The Secretary of State, the Russian Foreign Minister, Dr. Rice, Mr. Ivanov and
also both wives -- my wife and Mr. President's wife -- all laughed at me. And
there was only one person who wouldn't laugh and said, "I do believe you,
Mr. President," and that was the President of the United States. (Laughter.)
And I want to confirm it here and now, that's the truth, ladies and gentlemen.
And one more thing. The dinner, the supper was over somewhere around midnight,
because we were supposed to go to St. Petersburg early in the morning. Of course,
we got up very early, we didn't have enough sleep this morning. And when last
night, before going to bed, Mr. President told me that he would be jogging in
the morning, I wouldn't believe him. (Laughter.) But he was doing that, just
Well, on a serious note, as far as the results of this visit are concerned,
I would like to say that myself and my experts, all my experts, we have been
discussing the results of the visit this morning and we have officially agreed
that we are satisfied and all the goals of this visit have been achieved.
I thank you.
PRESIDENT BUSH: One question, Ron, go ahead.
QUESTION: If I could ask you real quickly, sir. Is there anything personal you
can do to ease tensions between Pakistan and India? And do you think President
Musharraf is doing enough to crack down on terrorism in Kashmir?
PRESIDENT BUSH: We are spending a lot of time on this subject -- "we"
being the administration. And we're making it very clear to both parties that
there is -- there's no benefit of a war, there's no benefit of a clash that
could eventually lead to a broader war.
We're deeply concerned about the rhetoric. It is very important for President
Musharraf to stop -- do what he said he's going to do to in his speech on terror,
and that is stop the incursions across the line -- the line of control. It's
important that the Indians know that he is going to fulfill that promise.
Vladimir and I have talked about this and he's got -- he, as well as the United
States and Great Britain and other countries have got influence in the region,
and he is going to meet soon at a conference where we believe Prime Minister
Vajpayee and President Musharraf will both be attending.

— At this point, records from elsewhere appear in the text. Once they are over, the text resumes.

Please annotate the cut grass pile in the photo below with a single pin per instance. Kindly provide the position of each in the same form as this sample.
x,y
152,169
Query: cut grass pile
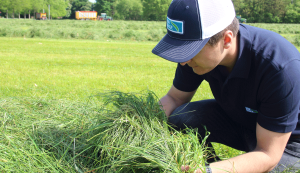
x,y
118,132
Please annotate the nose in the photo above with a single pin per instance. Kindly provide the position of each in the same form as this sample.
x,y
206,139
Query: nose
x,y
183,63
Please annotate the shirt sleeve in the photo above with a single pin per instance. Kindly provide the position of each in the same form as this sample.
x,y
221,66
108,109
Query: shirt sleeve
x,y
185,79
280,99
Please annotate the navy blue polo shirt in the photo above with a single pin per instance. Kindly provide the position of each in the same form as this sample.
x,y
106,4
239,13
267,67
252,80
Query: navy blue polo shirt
x,y
263,87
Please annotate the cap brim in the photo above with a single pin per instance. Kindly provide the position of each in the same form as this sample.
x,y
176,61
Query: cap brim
x,y
178,50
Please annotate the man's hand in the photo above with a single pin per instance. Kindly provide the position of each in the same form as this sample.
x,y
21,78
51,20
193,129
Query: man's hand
x,y
187,168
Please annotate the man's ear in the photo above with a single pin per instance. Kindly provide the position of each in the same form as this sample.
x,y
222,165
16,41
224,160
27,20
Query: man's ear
x,y
228,38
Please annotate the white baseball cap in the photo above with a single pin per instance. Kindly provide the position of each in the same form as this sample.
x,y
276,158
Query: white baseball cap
x,y
190,24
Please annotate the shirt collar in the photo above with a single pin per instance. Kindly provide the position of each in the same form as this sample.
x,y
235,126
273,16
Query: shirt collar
x,y
242,66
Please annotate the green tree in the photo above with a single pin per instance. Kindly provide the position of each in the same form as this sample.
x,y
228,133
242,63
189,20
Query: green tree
x,y
129,9
37,6
26,7
4,6
156,9
16,6
105,6
80,5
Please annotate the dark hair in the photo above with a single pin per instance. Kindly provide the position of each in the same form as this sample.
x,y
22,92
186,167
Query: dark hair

My point is, is that there's a lot of diplomatic efforts going into bringing
some calm and reason to the region.
PRESIDENT PUTIN: An international event is planned for the early June, this
year, in Kazikstan, where both President Musharraf and Prime Minister Vajpayee
have been invited. I do hope they will come and there would be an opportunity
for us to discuss things. And we have covered that ground with the President
of the United States.
Of course, the testing while there is escalating tension really aggravates the
situation, and Russia is concerned and sorry about that. I'm sorry about that.
And we shall be working together to take steps in order to prevent the escalation
of the conflict.
PRESIDENT BUSH: Thank you, all.
QUESTION: (Asked in Russian.)
PRESIDENT PUTIN: -- some people believe, particularly in Europe, that in the
United States people give less attention to the matters artistic and they give
attention -- less, at least -- than in Europe. My dealings with your President
and his wife have demonstrated to me that this is a very deep mistake.